Le président français Emmanuel Macron a arpenté les rues d’Erevan aux côtés du Premier ministre Pashinyan lors de moments médiatiques soigneusement mis en scène, puis a annoncé un Partenariat stratégique formel France-Arménie couvrant l’intelligence artificielle, la cybersécurité, la coopération en matière de défense et les livraisons d’armes.
Macron a déclaré «tout à fait normal» que l’Arménie s’arme contre l’influence russe et a salué Pashinyan pour son «courage et son audace». Ursula von der Leyen était présente. Zelensky était présent.
Du point de vue de Moscou, il ne s’agissait pas d’une réunion diplomatique.
C’était une provocation géopolitique délibérée, organisée dans l’arrière-cour même de la Russie, à l’intérieur d’un pays qui demeure membre cotisant de la propre union économique russe.
La perspective de la Russie : préoccupation légitime ou tyrannie impériale ?
Une analyse honnête exige ici un équilibre inconfortable.
Poutine a explicitement comparé le pivot de l’Arménie vers l’UE à celui de l’Ukraine en 2013, lorsque la pression occidentale pour abandonner un accord d’association avec l’UE avait déclenché la révolution du Maïdan, l’annexion de la Crimée par la Russie, et finalement la guerre à grande échelle de 2022.
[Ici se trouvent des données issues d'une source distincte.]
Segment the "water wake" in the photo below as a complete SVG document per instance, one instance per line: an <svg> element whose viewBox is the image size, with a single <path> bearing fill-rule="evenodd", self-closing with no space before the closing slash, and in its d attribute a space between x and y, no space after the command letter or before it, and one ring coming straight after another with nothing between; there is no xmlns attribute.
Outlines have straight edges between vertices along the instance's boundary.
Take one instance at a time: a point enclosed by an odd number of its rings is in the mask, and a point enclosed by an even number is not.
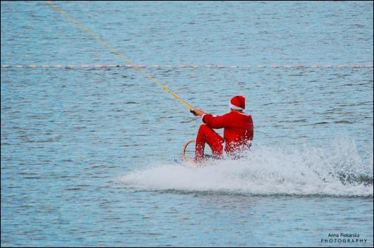
<svg viewBox="0 0 374 248"><path fill-rule="evenodd" d="M362 159L351 142L324 148L255 146L239 160L195 168L163 163L120 180L140 190L372 197L373 152Z"/></svg>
D’un point de vue purement stratégique, cette préoccupation n’est pas irrationnelle.
La Russie subventionne l’énergie de l’Arménie à des prix nettement inférieurs aux tarifs du marché européen.
Les travailleurs arméniens bénéficient de la libre circulation de la main-d’œuvre au sein de l’UEEA. Les exportateurs arméniens dépendent de l’accès au marché russe.
Ce sont de véritables relations économiques, et non de la simple coercition politique.
Mais la réponse de la Russie, à savoir les interdictions commerciales, le rappel de l’ambassadeur et l’ultimatum référendaire, est coercitive et punitive envers un peuple souverain qui a tout à fait le droit de choisir sa propre voie.
Le fait que l’UE ait organisé un sommet mondialiste réunissant 50 nations à Erevan un mois avant les élections arméniennes, avec Macron faisant personnellement campagne dans les rues et promettant des armes, était tout aussi calculé et provocateur.
Les deux camps jouent avec l’avenir de l’Arménie sur l’échiquier géopolitique. Seuls les citoyens ordinaires d’Arménie se retrouvent pris entre deux feux.
America First : rester à l’écart de cette affaire
Trump a publiquement apporté son soutien à Pachinian avec un appui « COMPLET et TOTAL », et le secrétaire d’État Marco Rubio a signé un partenariat stratégique à Erevan le 27 mai.
La sympathie des États-Unis pour la souveraineté de l’Arménie est compréhensible : aucune petite nation ne devrait être étranglée économiquement en raison de ses choix de politique étrangère.
Mais il existe une différence capitale entre respecter le droit de l’Arménie à l’autodétermination et se laisser entraîner dans une nouvelle confrontation géopolitique menée par l’Europe avec la Russie, au nom d’un agenda d’expansion mondialiste.
Le sommet de la CPE à Erevan, où Carney a proclamé le leadership européen d’un nouvel ordre mondial et où Macron a promis des armes, représentait précisément le type de provocation mondialiste dont la politique America First devrait se tenir à l’écart.
L’Europe veut absorber chaque pays situé à la frontière occidentale et méridionale de la Russie. C’est l’agenda impérial de l’Europe habillé en langage démocratique.
Les États-Unis n’ont aucun intérêt national vital à savoir si l’Arménie rejoint l’UE ou reste au sein de l’UEEA.
Ce que les États-Unis ont en revanche intérêt à éviter, c’est une nouvelle confrontation par procuration avec une Russie dotée de l’arme nucléaire, orchestrée par des mondialistes européens qui s’attendent à ce que Washington règle la facture lorsque les tensions s’emballent.
Nous espérons que les États-Unis resteront à l’écart de cette affaire.